Description
Issue for tracking original pull request created by user allanrbo on date 2020-03-03 01:55:23.
Link to original PR: SpiderLabs/owasp-modsecurity-crs#1708.
HEAD is: 1c1ca6aaa2077d78fd3c6f0a03cef29fd14e5b85
BASE is: 8fe1a39
On the Slack channel 2020-03-02, Airween pointed out some PCRE performance issues with requests containing long consecutive strings of digits. He suggested a fix using the (*SKIP) flag. Since this flag is PCRE specific, I'd like to avoid it, in order to pave the way for modsec-alternatives that use regex libraries with guarenteed linear run time (RE2, Hyperscan, and Go's Regexp, for example).
This PR relates is a suggestion to modify 941120, 942210, and 942260.
Here's my understanding of the issue: The regexes in these rules all have the option to begin matching with a repeated number of digits, such as [0-9]+
. For example the regex [0-9]+a
would match 11111a
, 111111111a
, 11111111111111a
, etc.

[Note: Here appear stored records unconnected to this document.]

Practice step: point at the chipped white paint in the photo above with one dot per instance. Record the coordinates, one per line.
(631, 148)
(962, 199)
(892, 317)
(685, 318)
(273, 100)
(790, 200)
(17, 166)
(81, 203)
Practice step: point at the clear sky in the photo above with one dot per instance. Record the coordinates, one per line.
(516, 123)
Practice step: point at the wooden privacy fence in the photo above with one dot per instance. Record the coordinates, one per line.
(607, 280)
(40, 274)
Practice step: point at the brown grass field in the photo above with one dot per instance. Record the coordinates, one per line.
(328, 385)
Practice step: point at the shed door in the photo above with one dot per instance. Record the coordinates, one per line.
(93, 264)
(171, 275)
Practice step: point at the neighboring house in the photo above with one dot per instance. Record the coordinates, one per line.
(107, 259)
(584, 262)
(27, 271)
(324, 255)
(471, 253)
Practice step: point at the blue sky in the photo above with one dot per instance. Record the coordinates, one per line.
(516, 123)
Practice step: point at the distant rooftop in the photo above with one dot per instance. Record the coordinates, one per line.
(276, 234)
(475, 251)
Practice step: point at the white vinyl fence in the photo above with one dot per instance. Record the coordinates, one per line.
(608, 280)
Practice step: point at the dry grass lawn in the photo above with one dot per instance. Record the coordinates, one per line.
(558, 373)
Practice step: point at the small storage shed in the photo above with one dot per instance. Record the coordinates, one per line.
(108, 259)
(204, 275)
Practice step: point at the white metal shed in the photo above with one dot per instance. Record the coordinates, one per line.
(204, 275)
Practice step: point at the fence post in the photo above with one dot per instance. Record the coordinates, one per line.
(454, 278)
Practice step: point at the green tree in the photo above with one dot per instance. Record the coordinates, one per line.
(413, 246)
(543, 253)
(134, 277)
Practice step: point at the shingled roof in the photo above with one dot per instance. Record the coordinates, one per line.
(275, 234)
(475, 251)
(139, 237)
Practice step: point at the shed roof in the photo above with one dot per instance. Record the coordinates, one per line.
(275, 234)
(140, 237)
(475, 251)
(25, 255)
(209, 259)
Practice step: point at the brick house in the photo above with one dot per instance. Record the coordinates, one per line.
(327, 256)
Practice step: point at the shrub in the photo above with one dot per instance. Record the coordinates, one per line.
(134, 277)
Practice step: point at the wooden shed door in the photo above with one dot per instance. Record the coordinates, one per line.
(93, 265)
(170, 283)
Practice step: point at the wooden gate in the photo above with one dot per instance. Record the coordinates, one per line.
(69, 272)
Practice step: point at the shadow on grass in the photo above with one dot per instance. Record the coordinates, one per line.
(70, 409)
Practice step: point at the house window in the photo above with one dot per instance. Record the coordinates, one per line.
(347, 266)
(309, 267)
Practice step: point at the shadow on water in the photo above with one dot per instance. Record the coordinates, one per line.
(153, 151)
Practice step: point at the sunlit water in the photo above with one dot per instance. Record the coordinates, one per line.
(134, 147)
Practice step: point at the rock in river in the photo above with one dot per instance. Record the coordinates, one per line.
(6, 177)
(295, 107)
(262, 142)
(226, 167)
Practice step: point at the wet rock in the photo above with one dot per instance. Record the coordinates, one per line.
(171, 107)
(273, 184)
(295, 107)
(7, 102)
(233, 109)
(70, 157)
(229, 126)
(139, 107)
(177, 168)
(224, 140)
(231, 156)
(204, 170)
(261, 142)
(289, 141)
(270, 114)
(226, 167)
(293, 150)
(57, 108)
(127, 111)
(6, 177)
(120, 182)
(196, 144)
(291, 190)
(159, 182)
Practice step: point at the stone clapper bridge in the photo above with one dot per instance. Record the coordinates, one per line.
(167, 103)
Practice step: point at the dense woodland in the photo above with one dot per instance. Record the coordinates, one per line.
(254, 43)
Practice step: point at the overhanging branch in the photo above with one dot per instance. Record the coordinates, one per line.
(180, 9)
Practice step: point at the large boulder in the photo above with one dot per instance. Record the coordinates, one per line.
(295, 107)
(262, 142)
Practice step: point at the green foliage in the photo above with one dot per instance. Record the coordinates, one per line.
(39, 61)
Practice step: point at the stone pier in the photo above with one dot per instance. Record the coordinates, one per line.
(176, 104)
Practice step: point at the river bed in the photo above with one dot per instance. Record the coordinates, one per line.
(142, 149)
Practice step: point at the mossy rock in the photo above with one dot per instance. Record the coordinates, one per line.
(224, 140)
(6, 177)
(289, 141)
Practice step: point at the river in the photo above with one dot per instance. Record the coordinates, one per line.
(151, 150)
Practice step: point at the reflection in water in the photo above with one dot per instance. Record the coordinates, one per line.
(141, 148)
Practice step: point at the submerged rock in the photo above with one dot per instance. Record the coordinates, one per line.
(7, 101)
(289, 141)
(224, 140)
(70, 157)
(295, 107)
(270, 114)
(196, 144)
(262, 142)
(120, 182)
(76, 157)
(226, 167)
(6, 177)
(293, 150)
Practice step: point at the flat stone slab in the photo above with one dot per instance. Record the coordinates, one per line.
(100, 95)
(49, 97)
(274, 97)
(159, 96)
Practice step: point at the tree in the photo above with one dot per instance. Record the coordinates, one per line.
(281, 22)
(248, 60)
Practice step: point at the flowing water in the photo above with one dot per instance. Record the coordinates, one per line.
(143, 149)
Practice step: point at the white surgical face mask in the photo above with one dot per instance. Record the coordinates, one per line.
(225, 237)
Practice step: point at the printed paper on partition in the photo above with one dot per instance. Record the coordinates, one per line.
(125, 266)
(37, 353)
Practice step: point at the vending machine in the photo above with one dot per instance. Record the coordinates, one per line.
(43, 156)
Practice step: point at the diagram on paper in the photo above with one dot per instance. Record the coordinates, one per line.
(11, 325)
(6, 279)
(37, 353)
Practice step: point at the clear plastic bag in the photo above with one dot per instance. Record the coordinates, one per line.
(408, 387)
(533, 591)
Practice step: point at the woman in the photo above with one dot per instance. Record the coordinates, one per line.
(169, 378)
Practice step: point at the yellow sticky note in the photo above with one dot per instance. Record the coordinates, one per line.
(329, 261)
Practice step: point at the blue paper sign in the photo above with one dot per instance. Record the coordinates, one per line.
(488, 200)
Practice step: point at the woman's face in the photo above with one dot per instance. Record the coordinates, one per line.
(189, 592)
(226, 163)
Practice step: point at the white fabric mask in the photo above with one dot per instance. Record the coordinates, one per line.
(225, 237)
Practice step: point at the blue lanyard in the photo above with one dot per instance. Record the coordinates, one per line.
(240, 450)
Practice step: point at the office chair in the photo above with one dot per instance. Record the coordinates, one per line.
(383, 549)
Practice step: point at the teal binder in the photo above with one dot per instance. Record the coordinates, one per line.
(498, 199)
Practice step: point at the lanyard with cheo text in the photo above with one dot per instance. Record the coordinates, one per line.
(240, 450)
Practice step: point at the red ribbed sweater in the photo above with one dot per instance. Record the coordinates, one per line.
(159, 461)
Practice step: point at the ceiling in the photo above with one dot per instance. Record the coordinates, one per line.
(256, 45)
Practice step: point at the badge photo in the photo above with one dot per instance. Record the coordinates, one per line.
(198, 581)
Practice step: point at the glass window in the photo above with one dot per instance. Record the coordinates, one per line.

Now the problem arises with for example a string like 11111
(without an a
). In this example, PCRE has consumed 11111
and then looks for a
, doesn't find it, and therefore backtracks to try instead with just 1111
, then 111
, then 11
, and then finally try with 1
. To avoid this backtracking, we can instead anchor the regex before the [0-9]+
, to either the beginning of the string or some character that is not a digit. The fixed example then becomes (?:^|[^0-9])[0-9]+a
.
Mirko suggested below a much cleaner approach than my first approach: simply don't bother with the quantifier. Updated the PR with this cleaner approach.
Tested manually with a large request as suggested by Airween, and verified that now perform many orders of magnitude faster.
There is also a perf issue with 942130, but I will send a PR for a suggestion to fix this separately, as I have (by chance) been working on some changes to this rule for some weeks.